In 2008, Blagojevich infamously sought to benefit from his power to appoint a successor to Barack Obama’s soon-to-be vacated Senate seat. The Seventh Circuit focused on the government’s claim that Blagojevich offered to appoint Obama advisor Valerie Jarrett to the Senate in return for, alternatively, a Cabinet appointment or help obtaining a private-sector job.
The court found a critical difference between these two offers: “a proposal to trade one public act for another, a form of logrolling, is fundamentally unlike the swap of an official act for a private payment.” The latter, the court held, is a criminal violation; the former, however, is not (at least as to the charges Blagojevich faced). The court framed Blagojevich’s offer to appoint Jarrett to the Senate in return for a Cabinet appointment as “a common exercise in logrolling.” The court struggled to distinguish Blagojevich’s offer from that of a Senator who seeks a post-retirement appointment in return for supporting a President’s agenda. The court even spent some time discussing allegations that President Eisenhower appointed Earl Warren to be Chief Justice because Warren delivered California to Eisenhower at the 1952 Republican convention. If the government’s argument were correct, the court said, Warren and Eisenhower could have gone to prison.
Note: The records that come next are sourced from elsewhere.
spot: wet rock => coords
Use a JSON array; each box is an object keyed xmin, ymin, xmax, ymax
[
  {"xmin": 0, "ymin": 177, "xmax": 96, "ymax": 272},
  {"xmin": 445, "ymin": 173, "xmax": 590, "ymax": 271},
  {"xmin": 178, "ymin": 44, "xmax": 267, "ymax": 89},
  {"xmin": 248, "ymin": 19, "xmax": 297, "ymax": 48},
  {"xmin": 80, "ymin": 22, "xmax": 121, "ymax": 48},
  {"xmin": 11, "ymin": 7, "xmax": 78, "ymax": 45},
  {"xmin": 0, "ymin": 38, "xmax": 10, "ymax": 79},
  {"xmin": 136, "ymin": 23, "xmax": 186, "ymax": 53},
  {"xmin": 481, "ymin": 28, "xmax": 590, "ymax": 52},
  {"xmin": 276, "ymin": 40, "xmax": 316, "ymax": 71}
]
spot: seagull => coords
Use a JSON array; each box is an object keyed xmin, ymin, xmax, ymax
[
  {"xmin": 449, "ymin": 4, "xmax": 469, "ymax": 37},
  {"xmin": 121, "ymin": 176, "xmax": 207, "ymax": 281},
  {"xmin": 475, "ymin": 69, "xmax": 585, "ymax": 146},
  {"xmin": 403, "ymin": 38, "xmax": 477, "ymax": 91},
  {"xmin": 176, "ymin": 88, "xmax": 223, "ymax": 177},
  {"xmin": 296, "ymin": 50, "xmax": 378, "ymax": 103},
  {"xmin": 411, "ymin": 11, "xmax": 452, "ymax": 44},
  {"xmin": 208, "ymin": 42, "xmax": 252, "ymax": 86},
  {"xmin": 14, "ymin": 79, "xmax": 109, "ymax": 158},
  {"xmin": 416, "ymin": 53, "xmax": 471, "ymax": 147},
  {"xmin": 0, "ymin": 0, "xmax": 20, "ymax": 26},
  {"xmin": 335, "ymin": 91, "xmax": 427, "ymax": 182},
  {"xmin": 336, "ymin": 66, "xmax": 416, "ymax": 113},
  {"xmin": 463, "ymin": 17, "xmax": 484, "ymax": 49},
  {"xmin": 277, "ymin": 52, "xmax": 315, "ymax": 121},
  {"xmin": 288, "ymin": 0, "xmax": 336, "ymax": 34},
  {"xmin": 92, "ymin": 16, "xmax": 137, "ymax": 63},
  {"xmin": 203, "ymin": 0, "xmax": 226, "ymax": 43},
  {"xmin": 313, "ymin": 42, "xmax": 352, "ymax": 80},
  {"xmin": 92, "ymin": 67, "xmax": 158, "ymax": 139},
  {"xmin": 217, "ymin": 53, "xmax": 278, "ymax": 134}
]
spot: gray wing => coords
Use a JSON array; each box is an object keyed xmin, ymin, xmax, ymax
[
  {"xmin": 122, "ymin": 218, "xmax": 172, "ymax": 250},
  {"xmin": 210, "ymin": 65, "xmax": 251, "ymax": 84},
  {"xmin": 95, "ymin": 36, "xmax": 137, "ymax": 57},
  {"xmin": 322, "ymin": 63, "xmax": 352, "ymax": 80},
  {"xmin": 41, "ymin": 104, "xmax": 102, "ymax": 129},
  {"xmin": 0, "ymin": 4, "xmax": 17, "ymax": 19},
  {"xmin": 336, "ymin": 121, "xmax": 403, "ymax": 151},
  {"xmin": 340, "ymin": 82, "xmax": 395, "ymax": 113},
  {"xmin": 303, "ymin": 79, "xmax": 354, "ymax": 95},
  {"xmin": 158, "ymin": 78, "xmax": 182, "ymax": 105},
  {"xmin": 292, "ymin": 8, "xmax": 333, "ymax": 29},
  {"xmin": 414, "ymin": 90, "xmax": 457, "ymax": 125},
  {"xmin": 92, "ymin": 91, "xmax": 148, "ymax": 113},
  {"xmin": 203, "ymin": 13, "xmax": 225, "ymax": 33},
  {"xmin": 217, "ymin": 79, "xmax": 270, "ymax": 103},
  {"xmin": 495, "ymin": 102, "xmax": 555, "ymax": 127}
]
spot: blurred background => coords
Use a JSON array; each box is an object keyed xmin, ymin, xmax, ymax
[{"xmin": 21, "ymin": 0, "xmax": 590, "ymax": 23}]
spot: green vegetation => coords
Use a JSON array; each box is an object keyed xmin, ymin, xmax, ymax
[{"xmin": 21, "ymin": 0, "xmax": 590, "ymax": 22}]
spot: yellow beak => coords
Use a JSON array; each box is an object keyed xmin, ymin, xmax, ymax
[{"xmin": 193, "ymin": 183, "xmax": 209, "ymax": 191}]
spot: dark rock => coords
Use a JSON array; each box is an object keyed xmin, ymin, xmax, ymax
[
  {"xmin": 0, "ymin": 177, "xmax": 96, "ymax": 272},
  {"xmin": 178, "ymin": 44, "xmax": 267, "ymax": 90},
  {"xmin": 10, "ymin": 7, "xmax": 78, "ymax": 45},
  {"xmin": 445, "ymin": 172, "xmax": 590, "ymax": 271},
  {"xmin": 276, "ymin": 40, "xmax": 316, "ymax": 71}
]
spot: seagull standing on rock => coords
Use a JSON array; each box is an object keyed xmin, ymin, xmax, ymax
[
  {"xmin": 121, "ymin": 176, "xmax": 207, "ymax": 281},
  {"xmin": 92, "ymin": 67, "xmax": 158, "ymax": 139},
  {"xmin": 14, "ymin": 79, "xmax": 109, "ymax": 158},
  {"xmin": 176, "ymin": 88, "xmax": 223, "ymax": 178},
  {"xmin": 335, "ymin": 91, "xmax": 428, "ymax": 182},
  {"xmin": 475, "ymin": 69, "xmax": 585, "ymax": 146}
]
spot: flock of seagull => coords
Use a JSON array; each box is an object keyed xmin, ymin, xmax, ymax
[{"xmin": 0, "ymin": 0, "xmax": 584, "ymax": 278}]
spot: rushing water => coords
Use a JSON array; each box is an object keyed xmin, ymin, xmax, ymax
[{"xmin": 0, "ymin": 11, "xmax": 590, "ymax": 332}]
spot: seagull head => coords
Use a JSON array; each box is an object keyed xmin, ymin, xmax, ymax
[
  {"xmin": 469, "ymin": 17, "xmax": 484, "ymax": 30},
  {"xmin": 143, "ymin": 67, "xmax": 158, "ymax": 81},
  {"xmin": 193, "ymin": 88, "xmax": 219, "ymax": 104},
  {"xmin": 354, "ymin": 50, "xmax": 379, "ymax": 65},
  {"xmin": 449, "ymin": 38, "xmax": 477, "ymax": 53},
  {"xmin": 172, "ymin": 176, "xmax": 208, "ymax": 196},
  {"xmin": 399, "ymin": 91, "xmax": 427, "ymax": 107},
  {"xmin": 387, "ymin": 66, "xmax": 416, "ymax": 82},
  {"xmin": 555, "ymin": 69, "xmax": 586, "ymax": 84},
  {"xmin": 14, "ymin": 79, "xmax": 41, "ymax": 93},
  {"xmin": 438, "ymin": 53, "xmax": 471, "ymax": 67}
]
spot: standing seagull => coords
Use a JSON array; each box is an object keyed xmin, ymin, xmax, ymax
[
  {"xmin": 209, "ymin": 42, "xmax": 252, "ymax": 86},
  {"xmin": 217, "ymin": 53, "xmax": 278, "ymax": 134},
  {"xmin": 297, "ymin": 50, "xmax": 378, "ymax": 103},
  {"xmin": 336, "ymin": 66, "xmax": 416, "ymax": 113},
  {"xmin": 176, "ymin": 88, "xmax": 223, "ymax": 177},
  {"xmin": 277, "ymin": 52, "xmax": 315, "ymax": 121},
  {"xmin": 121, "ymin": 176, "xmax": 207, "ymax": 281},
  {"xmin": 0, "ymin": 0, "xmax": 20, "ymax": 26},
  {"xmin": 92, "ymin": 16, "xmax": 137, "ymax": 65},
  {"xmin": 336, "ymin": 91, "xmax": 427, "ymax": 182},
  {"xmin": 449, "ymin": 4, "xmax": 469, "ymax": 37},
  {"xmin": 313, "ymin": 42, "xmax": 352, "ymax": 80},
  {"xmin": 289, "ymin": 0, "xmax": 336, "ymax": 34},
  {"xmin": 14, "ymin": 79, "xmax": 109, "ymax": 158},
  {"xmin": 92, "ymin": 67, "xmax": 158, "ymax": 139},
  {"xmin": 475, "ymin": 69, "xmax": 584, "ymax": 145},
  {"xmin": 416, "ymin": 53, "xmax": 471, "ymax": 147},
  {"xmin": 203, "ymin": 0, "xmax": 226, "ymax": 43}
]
The five vacated convictions were based on three criminal statutes – the Hobbs Act, 18 U.S.C. § 1951, 18 U.S.C. § 666, and the wire fraud statute, 18 U.S.C. § 1343. The Hobbs Act criminalizes extorting another out of “property,” but the court held that Obama’s right to appoint Cabinet members was not a form of property. Section 666 makes it a crime for certain public officials to solicit bribes, but the court held that trading political favors is not a bribe. And the wire fraud statute could penalize honest services fraud over the phone, but the court found that political logrolling does not rise to the level of honest services fraud. Because the district court’s jury instruction permitted the jury to convict Blagojevich of violating these statutes based solely on a finding that he offered to appoint Jarrett to the Senate in return for a Cabinet position, the Seventh Circuit vacated five of his convictions.
The court’s holding could have wide-ranging effect for public officials who engage in logrolling. At least in the Seventh Circuit, those officials do not commit federal criminal violations when they offer to trade political favors. Even if those officials seek public jobs for themselves because they want a salary, according to the court, “the interest in receiving a salary from a public job is not a form of private benefit for the purpose of federal criminal statutes.”